Wpadł jak szalony do mojego pokoju i posadził mnie na łóżku. Nie wiedziałam o co mu chodzi. Jak dla mnie taka reakcja była lekką przesadą. Położył ręce na moich ramionach i zaczął mi się przyglądać.
- Nic ci nie zrobił? Dotknął cię gdzieś? - Nie wiem czemu, ale w jego głosie dało się wyczuć przejęcie, żal i skruchę? Chyba tak.
- Nie. Wszystko jest dobrze. Lekko mnie szarpnął, ale to nic takiego. - odpowiedziałam najbardziej spokojnie jak potrafiłam.
- Boli cię coś?
- Nie. Na prawdę nic mi nie jest. O co chodzi? - spojrzałam na Harrego. Był bardzo przejęty. Westchnął głośno i przetarł twarz dłońmi.
- O nic.
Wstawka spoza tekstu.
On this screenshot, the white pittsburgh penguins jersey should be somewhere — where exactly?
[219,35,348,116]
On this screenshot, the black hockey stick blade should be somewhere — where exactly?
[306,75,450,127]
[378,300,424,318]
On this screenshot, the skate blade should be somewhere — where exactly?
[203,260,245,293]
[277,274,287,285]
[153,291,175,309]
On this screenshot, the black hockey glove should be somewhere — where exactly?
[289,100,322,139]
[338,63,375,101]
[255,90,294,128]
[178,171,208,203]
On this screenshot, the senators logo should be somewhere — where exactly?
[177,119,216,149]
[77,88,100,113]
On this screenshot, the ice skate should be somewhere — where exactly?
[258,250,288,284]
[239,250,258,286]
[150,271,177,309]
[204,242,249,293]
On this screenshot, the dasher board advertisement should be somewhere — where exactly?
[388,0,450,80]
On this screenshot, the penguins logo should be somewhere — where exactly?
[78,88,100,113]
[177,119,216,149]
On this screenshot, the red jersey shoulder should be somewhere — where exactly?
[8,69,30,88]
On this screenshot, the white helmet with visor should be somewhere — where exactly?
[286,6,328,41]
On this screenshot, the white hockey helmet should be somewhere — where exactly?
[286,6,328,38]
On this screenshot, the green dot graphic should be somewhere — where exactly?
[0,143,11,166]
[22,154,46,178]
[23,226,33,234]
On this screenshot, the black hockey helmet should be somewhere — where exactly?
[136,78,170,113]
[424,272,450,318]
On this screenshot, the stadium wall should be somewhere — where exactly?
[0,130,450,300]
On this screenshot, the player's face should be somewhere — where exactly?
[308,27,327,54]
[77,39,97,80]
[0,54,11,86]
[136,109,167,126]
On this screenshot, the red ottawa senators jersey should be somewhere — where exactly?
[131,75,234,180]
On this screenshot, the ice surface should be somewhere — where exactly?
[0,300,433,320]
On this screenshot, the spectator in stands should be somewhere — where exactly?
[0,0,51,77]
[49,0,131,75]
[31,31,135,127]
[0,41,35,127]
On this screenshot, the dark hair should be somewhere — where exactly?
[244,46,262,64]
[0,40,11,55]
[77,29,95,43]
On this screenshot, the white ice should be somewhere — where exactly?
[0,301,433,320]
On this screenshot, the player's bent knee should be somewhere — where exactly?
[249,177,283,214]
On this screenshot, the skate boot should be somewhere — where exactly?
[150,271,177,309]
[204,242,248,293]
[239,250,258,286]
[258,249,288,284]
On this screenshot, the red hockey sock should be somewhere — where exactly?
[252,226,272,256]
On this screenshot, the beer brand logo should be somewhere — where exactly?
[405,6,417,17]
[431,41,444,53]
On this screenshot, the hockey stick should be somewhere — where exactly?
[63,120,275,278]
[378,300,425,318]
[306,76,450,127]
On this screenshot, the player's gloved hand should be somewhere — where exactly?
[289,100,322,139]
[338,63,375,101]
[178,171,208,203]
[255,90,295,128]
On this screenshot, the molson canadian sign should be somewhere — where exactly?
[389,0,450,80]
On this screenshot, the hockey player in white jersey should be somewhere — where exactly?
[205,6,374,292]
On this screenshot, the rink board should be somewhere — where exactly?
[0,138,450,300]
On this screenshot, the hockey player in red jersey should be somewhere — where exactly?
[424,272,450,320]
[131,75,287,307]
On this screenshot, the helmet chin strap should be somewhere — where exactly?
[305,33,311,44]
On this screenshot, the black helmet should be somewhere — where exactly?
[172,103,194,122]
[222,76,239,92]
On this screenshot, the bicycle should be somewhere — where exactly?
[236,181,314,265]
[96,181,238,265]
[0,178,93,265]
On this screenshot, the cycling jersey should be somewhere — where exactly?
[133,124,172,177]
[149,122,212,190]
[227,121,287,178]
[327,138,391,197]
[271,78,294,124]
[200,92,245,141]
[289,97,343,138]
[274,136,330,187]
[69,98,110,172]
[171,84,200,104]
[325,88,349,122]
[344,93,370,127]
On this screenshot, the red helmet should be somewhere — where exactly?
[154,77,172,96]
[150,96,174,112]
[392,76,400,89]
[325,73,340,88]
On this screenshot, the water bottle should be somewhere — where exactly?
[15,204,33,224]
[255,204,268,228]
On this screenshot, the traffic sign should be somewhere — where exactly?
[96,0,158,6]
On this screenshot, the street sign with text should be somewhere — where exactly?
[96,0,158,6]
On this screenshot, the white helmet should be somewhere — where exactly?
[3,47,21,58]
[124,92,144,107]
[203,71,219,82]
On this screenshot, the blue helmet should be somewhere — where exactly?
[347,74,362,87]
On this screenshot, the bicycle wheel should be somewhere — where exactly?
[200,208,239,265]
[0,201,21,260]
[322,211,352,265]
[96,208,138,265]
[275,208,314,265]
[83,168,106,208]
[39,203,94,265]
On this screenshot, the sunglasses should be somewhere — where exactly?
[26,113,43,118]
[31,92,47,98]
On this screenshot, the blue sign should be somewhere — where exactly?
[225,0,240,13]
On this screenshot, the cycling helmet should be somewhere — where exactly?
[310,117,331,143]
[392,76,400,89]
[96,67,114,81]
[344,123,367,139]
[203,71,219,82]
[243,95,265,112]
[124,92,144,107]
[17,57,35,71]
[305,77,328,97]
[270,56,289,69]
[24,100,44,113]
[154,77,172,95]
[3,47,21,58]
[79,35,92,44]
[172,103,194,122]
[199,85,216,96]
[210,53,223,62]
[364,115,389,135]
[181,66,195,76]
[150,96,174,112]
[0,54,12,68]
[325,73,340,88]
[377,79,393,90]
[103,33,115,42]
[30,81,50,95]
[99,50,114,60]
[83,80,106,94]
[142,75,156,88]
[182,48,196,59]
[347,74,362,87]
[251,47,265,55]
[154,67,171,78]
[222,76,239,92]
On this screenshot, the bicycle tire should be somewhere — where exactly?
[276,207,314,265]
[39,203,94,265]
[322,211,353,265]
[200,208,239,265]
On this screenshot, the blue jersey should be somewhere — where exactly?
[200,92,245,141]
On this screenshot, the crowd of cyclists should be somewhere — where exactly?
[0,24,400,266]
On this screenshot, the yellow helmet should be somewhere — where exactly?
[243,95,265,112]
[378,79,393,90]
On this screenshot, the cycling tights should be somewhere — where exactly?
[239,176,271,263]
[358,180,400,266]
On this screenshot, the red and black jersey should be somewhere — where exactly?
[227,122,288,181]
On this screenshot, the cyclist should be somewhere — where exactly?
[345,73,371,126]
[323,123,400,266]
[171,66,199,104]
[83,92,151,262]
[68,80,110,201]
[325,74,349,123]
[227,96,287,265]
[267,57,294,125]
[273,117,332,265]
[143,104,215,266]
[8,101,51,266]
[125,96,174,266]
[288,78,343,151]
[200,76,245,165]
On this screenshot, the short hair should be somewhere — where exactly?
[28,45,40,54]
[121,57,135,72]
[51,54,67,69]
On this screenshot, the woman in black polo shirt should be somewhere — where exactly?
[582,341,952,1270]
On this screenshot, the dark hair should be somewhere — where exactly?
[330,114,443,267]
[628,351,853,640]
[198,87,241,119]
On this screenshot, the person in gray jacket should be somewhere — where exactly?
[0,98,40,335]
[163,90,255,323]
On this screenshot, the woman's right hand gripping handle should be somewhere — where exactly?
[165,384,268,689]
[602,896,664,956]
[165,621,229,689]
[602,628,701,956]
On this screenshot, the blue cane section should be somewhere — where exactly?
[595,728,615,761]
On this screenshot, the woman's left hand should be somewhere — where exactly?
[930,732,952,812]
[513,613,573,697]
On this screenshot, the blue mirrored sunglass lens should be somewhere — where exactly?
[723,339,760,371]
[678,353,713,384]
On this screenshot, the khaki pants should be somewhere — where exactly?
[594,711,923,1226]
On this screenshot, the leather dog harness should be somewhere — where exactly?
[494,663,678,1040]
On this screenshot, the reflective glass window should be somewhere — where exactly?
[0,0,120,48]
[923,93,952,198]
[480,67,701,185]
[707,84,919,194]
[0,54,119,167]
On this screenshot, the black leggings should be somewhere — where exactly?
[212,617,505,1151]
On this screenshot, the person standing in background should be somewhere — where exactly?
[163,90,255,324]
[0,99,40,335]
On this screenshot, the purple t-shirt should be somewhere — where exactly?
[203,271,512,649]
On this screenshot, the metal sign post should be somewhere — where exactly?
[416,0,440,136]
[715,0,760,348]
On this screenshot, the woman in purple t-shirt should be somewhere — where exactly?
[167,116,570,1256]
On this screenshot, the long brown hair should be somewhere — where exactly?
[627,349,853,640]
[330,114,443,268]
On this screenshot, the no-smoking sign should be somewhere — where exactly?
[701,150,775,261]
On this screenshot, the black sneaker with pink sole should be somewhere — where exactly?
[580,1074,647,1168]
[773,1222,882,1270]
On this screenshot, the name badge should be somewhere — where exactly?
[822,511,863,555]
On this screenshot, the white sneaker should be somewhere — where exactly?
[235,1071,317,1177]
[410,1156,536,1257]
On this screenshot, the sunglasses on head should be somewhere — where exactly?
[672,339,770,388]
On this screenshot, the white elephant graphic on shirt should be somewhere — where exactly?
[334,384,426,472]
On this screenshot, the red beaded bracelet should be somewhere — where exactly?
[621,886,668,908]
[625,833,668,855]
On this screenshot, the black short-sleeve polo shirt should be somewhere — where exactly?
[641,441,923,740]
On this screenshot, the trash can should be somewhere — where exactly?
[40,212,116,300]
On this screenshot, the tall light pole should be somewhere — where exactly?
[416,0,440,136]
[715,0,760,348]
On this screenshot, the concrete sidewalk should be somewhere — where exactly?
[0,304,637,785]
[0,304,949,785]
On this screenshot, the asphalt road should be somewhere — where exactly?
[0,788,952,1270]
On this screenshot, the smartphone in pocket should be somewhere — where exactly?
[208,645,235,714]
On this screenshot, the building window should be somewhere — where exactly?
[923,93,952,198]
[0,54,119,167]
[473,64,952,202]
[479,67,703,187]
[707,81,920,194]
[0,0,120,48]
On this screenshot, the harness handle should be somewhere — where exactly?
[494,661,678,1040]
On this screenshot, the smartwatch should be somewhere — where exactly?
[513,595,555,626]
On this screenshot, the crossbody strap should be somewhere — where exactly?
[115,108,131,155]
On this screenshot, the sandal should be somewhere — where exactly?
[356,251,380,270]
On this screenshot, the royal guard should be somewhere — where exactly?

Po prostu martwię się. Rodzice by mnie zabili, gdyby coś ci się stało. Nie przejmuj się tym. Najlepiej zapomnij o tej sytuacji. - powiedział na jednym wdechu, po czym wyszedł z pokoju. Jeszcze przez chwilę gapiłam się w miejsce, w którym przed chwilą stał chłopak. Coś mi tutaj ewidentnie nie pasuje. Dlaczego mam zapomnieć? O takich sytuacjach nie zapomina się łatwo. Za dużo wymaga. Pokręciłam głową, żeby przestać o tym myśleć. Ściągnęłam moje kapcie, odłożyłam je na dywaniku i położyłam się wygodnie na łóżku. Nagle naszło mnie przeczucie, że o czymś zapomniałam.

Naleśniki...

---
Drugi rozdział za nami. Pewnie znowu większość zdań nie ma sensu albo występują w nich jakieś głupie błędy spowodowane zamyśleniem albo głupią autokorektą. No nieważne. Mam nadzieję, że się Wam spodoba.